Yeah, that is an ugly looking thing that happens. Good to see you can repair it fairly easily.

Joe


----------



## Hilltop Raceway (Feb 12, 2006)

Just like the real world, track repair adds to the realism. How many times have you seen em pave a road nice and smooth, then come back 2 weeks later, dig it up, to put in a line...Never fails...RM


----------



## Boosted-Z71 (Nov 26, 2007)

Hilltop Raceway said:


> Just like the real world, track repair adds to the realism. How many times have you seen em pave a road nice and smooth, then come back 2 weeks later, dig it up, to put in a line...Never fails...RM


And either leave the patch area as a 4" hump or dip

Boosted


----------



## slotcarman12078 (Oct 3, 2008)

Ain't that the truth!!! They just paved a stretch of 5th Ave here in town last fall, and sure enough, they were cutting holes in it this past April... :freak:


----------



## joegri (Feb 13, 2008)

think i,ll go ahead and finish this repair tonite and get the blue lane workin as good as the yellow lane.maybe i can make a hump or dip without even tryin !!! then i,ll submit my application to the highway department!!


----------



## Grandcheapskate (Jan 5, 2006)

joegri said:


> think i,ll go ahead and finish this repair tonite and get the blue lane workin as good as the yellow lane.maybe i can make a hump or dip without even tryin !!! then i,ll submit my application to the highway department!!

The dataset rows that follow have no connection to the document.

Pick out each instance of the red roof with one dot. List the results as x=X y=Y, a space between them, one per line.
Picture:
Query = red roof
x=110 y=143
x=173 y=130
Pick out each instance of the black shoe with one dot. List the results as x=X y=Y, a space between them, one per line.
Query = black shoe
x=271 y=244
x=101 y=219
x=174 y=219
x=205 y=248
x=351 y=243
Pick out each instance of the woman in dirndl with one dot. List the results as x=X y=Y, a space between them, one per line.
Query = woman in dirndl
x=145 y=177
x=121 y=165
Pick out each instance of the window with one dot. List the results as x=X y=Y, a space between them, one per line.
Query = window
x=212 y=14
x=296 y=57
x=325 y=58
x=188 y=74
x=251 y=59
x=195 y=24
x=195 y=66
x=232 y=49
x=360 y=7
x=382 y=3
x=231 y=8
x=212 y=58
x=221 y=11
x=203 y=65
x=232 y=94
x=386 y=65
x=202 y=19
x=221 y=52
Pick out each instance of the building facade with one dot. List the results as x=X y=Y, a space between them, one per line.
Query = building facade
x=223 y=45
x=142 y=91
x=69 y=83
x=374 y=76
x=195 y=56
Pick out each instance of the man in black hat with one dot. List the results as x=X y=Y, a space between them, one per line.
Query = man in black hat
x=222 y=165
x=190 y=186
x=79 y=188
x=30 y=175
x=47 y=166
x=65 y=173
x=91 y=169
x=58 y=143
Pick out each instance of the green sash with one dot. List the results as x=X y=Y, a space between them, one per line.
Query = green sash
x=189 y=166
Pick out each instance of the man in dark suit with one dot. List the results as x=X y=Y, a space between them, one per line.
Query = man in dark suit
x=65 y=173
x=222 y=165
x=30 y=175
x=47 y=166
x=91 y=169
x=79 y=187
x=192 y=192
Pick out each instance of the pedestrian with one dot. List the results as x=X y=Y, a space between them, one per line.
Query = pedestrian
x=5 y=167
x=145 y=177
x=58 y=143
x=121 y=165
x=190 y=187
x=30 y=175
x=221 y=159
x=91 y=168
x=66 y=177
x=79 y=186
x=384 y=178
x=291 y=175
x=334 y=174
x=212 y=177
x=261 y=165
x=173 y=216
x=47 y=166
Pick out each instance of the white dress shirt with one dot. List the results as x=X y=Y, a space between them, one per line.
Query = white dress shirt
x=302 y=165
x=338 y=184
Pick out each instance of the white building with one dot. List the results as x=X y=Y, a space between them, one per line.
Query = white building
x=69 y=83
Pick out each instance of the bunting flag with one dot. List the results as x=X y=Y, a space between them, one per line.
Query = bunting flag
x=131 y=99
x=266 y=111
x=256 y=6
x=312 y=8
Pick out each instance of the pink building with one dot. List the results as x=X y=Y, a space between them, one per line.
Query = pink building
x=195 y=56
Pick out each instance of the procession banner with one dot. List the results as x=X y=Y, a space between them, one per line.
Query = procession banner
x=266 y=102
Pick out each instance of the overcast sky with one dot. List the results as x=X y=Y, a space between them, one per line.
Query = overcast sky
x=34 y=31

 If you want to do it like the highway department, you can't repair the track until at least three of your friends are there to watch while leaning on shovels.

Joe


----------



## joegri (Feb 13, 2008)

just finished the blue lane mdf repair and all seems to be good
to go for the moment!! the guys on the trak crew worked through the heat wave and got the lane up and running as good as the yellow lane. some of the drivers are chompin at the bit to see how their steeds will react to the new repairs !! while i was in repair mode some much needed infield cleaning was in order so i busted out the vac and a quick once over made it presentable. now alls i need is somebody to come on by and turn some laps with me. hats off to the trak crew at( i dont have a name for my trak).and lets see how this holds up. also i think i,ll do a lil touch up painting to bring it back to good. alls well now!


----------



## slotcarman12078 (Oct 3, 2008)

Nice job getting both lanes patched up.. In this heat and all.. whew!! If I was closer, Joe, I'd be there.. I'd even take the blue lane!! :thumbsup::thumbsup: 

P.S. I hope that snake ain't hungry!! :lol:


----------



## joegri (Feb 13, 2008)

thanx scman. absolutely no beers where consumed by the trak repair crew(cant opperate heavy equipment while drinkin) but after all repairs werer successful i bought the boyz a case of duff beer!and if you ever get in the area you can have the yellow lane and the good controller. as for the snake well that was a cruel joke my wife played on me after i had a reak snake drop down through the window while turning laps! that really freaked me out. then our man zilla photo shopped it cuz i did get a few pics. i,m pretty sure i deleated them but it was starteling for sure!


----------



## Boosted-Z71 (Nov 26, 2007)

Joe's Viper pit? 

Boosted


----------



## joegri (Feb 13, 2008)

*more trak repairs*

if you look close you can see how the mdf has fractured and pinched close the pin groove. this happens more than i care to repair and its whats driving more towards a braided trak.after 5 years of doing this every winter i can only guess that the material that the rails are made out of and the mdf shrink at 2 different rates and my thought of using braide will make up for the rate at which they grow and shrink. i,m gonna start seaching for a braide manufacturing company or maybe one of you guys can point me towards a good provider of braide material.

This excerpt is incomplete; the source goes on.